Achieved ~Gigabit on tests - now what?


Per a post that I just made, I was finally able to configure several network test tools that that I've been using to produce results near Gigabit/sec performance on tests between two machines with Intel GigE NICs (4 x Xeon 3.0GHz CPUs, 16 GB memory, Windows 2003). To reiterate what I finally had to do, I had to set command line parameters for:

MSS: 100000 Window Size: 64K Buffer Size: 24K

Based on these tests, it appears that these machines, with these NICs, and under Windows 2003, are able to achieve near Gigabit performance.

What I'm wondering about now (and the reason for this post) is that my impression is that by using these command line parameters, these test tools are programmatically setting certain parameters in the Windows TCP/IP Registry entries and or the tool itself.

From what I can tell:

- The "MSS" is controled by the registry item "MTU"

- The "Window Size" is equivalent to the registry item "TcpWindowSize"

- The "Buffer Size" is an application-level (not driver or stack) parameter.

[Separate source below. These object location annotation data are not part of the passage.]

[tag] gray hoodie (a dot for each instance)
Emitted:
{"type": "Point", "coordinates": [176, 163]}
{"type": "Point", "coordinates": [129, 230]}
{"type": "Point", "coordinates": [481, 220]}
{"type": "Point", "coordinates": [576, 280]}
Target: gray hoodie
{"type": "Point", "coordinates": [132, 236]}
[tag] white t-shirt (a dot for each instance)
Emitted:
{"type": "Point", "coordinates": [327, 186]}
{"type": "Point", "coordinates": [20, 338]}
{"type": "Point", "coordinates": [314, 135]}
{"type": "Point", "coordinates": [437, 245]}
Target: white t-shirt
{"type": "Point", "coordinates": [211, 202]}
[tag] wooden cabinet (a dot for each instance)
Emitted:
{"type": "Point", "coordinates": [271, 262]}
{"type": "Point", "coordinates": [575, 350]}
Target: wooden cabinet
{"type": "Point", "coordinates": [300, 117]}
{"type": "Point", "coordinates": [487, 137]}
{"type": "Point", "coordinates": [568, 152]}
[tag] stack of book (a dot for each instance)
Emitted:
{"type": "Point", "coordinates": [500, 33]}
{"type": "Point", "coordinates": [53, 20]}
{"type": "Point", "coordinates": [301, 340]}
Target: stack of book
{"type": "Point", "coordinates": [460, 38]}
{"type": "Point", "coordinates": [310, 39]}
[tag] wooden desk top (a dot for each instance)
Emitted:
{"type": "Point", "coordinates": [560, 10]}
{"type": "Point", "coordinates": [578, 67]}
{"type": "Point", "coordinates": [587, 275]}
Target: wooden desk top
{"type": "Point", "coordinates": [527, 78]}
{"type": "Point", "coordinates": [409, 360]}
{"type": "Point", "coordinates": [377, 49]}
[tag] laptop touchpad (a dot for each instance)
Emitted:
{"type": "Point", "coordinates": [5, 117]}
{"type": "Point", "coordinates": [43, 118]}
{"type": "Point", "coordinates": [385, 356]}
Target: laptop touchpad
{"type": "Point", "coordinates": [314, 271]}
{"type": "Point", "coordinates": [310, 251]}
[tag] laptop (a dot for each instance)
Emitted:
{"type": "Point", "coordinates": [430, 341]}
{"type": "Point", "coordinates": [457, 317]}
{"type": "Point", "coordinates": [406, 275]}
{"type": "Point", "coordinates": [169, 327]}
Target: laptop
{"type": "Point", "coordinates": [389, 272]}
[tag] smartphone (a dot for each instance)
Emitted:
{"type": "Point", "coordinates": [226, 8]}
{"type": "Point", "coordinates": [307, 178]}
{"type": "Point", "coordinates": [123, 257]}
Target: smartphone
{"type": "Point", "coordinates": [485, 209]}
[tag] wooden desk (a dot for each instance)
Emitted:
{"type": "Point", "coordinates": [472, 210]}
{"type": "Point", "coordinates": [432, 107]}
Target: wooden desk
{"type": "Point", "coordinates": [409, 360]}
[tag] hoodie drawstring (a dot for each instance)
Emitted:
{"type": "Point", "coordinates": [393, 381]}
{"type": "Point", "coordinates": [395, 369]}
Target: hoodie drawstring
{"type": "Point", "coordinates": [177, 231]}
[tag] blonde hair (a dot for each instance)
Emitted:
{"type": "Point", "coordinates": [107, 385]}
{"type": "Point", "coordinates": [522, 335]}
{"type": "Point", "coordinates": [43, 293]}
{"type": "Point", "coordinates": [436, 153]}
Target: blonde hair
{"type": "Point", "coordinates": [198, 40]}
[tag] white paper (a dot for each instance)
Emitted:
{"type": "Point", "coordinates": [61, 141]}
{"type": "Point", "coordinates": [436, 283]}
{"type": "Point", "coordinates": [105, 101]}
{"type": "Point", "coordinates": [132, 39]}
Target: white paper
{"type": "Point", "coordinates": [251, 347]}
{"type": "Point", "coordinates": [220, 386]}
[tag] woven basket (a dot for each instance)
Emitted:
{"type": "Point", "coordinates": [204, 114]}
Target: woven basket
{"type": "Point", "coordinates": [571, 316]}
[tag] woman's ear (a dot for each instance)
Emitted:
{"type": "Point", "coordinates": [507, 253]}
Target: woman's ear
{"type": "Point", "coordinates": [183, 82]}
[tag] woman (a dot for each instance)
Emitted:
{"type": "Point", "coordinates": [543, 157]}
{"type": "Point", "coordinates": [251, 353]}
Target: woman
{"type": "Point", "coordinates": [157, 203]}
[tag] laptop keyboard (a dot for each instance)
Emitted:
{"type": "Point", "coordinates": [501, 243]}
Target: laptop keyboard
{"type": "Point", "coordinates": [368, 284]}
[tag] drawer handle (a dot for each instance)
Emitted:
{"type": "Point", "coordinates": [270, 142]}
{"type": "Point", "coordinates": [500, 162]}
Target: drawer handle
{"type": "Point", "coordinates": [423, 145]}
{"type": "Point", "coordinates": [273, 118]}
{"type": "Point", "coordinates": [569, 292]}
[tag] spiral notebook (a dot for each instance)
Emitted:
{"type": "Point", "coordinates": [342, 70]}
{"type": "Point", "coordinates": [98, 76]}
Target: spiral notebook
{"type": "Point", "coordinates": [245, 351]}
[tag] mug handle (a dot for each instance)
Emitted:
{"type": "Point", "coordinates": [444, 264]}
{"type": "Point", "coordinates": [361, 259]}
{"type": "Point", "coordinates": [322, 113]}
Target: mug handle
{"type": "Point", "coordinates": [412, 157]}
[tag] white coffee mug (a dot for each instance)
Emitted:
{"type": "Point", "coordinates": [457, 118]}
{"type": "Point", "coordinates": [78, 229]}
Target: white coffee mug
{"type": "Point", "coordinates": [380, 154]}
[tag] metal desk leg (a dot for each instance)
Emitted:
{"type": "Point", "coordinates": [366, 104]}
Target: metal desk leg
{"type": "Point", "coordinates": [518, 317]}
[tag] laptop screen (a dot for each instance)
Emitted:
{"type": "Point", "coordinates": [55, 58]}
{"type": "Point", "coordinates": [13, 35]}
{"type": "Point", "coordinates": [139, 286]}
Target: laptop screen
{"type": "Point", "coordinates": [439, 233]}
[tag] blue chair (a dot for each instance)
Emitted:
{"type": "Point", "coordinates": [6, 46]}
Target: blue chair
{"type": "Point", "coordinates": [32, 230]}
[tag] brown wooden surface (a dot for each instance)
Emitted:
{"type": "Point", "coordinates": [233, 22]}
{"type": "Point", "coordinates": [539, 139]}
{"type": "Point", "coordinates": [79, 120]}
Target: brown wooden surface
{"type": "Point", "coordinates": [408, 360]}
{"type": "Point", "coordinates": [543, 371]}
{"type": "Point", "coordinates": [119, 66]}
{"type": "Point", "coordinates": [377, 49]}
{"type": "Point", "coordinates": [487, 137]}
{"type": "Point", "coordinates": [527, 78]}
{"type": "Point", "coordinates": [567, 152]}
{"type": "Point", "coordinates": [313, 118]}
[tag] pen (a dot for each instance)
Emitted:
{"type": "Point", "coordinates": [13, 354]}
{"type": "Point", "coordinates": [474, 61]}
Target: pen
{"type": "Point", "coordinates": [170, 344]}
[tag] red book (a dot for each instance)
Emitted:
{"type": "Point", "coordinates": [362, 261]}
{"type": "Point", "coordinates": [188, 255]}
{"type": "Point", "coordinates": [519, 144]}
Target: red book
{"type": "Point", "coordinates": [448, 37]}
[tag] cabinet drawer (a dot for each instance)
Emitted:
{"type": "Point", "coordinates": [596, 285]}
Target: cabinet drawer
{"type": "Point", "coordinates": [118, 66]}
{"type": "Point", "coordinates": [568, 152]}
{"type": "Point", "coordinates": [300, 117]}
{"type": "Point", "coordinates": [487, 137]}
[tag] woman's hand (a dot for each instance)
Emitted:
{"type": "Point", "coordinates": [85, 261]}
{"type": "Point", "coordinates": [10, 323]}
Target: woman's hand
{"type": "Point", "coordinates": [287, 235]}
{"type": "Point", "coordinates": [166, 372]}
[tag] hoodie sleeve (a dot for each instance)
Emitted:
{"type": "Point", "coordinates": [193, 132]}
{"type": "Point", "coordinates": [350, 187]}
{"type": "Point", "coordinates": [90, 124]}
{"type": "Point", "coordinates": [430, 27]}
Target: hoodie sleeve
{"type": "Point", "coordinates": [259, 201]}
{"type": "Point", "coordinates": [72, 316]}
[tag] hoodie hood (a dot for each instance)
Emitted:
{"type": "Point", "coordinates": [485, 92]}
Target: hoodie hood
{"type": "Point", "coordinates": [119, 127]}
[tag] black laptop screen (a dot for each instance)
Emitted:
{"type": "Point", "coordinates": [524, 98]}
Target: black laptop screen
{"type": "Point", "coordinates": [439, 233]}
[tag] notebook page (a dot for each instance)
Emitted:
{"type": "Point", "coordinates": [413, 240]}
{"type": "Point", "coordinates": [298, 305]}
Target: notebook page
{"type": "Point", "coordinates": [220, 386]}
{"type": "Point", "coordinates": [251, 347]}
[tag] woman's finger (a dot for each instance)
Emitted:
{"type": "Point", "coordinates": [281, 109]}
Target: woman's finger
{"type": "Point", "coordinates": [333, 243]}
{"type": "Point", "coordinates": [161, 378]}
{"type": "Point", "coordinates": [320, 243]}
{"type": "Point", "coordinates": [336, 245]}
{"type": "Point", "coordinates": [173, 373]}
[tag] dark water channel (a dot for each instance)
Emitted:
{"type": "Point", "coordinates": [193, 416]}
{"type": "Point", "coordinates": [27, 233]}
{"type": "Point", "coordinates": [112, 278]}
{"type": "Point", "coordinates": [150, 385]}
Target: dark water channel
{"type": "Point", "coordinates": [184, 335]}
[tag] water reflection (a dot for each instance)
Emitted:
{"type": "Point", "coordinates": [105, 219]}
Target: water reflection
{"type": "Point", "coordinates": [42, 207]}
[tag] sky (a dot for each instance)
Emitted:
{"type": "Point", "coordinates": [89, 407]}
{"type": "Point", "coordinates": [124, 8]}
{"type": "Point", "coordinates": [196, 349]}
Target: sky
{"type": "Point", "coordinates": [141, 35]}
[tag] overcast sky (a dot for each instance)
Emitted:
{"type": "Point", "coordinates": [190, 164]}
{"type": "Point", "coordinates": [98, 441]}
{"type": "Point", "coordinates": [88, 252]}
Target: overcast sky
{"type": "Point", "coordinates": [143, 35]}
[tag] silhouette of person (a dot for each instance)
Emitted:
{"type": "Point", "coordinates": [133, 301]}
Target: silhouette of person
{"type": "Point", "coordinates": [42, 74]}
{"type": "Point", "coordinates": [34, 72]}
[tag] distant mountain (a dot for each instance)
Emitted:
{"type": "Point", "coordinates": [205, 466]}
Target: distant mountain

Now that I know what parameter values are needed (and where they are) to achieve the Gigabit speeds:

- Can I, and should I modify the parameter settings in the Windows registry (e.g., TcpWindowSize and MTU) to 'hard code' these values into the Windows TCP/IP stack?

- The last parameter above, "Buffer Size", appears to be an application-level parameter, i.e., how large a buffer the application/tool writes or reads at-a-time. Does this mean that any application that doesn't use such a larger buffer size will not be able to achieve the kinds of speeds that I'm seeing with these test tools?

Re. the latter question above, I did some testing with an application that I have that transfers a large amount of data over the GigE interface, and it doesn't appear that I would get the kind of throughput that I'm seeing with these tools (ignoring disk driver performance for now) unless that application was modified to use larger (e.g., 24Kbytes) buffers. Is this true?

Again, thanks for all of your comments to the previous thread, and I hope that you'll help me understand the "implications" of those tests.